Malaysia’s inflationary pressures, price hikes temporary, says institute


The Institute for Democracy and Economic Affairs says although the inflationary trend is disconcerting, inflation can be controlled efficiently in the short to medium term through the timely deployment of monetary policies. – The Malaysian Insight file pic, February 16, 2022.

THE Institute for Democracy and Economic Affairs (IDEAS) believes that the inflationary pressures and price hikes that Malaysia is now facing is temporary and can be effectively controlled through proper monetary and fiscal policies.

According to the Department of Statistics Malaysia, the country’s inflation rate (as measured by the Consumer Price Index) increased 3.2% year-on-year in December 2021, mainly due to the rise in food and fuel prices and the low base effect.

In a statement today, IDEAS said although the inflationary trend is disconcerting, inflation can be controlled efficiently in the short to medium term through the timely deployment of monetary policies.

It noted that the US Federal Reserve has signalled that it will increase its overnight policy rate (OPR) multiple times this year to tame inflation in the United States.

“Malaysia will likely follow suit by increasing its OPR gradually in 2022 and 2023, whereby Bank Negara Malaysia is expected to increase the OPR by about 50 basis points in the latter half of this year,” it said.

Meanwhile, IDEAS director of Economics and Business Unit and acting director of research Juita Mohamad said the current rise in inflation is a global issue, stemming from stronger demand and higher energy prices, after two years of battling the pandemic through the implementation of lockdowns.

“Covid-19 and the lockdowns led to both demand and supply shocks at a global scale.

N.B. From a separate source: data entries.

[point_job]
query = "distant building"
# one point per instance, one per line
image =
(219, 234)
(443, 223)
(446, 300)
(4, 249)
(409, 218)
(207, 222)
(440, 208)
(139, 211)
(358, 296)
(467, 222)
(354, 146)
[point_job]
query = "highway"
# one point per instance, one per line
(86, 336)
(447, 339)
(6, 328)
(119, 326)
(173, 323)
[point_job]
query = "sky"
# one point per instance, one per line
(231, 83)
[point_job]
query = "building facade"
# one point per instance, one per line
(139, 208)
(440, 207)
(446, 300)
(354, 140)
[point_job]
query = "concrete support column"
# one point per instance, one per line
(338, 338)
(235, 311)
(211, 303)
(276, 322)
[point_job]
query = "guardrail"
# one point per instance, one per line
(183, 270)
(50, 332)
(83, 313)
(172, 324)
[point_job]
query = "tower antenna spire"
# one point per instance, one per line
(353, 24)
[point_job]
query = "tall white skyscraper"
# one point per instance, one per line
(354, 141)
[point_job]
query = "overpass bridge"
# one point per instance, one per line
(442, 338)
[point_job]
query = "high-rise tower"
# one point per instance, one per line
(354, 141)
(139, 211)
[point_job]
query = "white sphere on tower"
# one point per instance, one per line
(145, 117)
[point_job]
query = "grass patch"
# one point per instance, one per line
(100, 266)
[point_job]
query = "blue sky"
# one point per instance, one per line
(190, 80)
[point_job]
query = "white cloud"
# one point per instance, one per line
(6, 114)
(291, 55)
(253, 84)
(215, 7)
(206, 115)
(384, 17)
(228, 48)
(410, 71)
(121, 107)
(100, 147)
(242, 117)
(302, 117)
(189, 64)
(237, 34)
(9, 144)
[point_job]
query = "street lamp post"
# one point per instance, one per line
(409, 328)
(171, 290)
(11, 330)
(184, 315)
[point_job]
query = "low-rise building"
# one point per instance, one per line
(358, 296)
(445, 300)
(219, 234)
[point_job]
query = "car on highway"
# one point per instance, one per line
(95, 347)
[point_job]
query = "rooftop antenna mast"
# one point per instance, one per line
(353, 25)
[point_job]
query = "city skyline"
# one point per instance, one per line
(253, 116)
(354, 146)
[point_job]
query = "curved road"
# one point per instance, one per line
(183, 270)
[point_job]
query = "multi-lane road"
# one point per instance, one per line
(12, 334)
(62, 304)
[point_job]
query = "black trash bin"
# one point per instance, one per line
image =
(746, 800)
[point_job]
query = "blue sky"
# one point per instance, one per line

As a small and open economy, Malaysia was not immune to the devastating aftermaths posed by the pandemic,” she said.

“Inflationary pressure is further compounded by the recent floods in the country, which puts a strain on the supply of selected essential goods produced locally.”

She said to minimise the negative effects of the price hikes on consumers in the short term, fiscal policies, including fuel and electricity consumption subsidies and price ceilings of essential goods, have been deployed by the government in the past.

However, she noted that in the long term, these instruments and interventions need to be rationalised to avoid sustained dependence on subsidies and price ceilings, which would not be economically viable over the long term.

“In our view, a formalised social safety net programme needs to be developed to ensure financial assistance can be targeted and funnelled to the vulnerable households and groups effectively and transparently,” she added. – Bernama, February 16, 2022.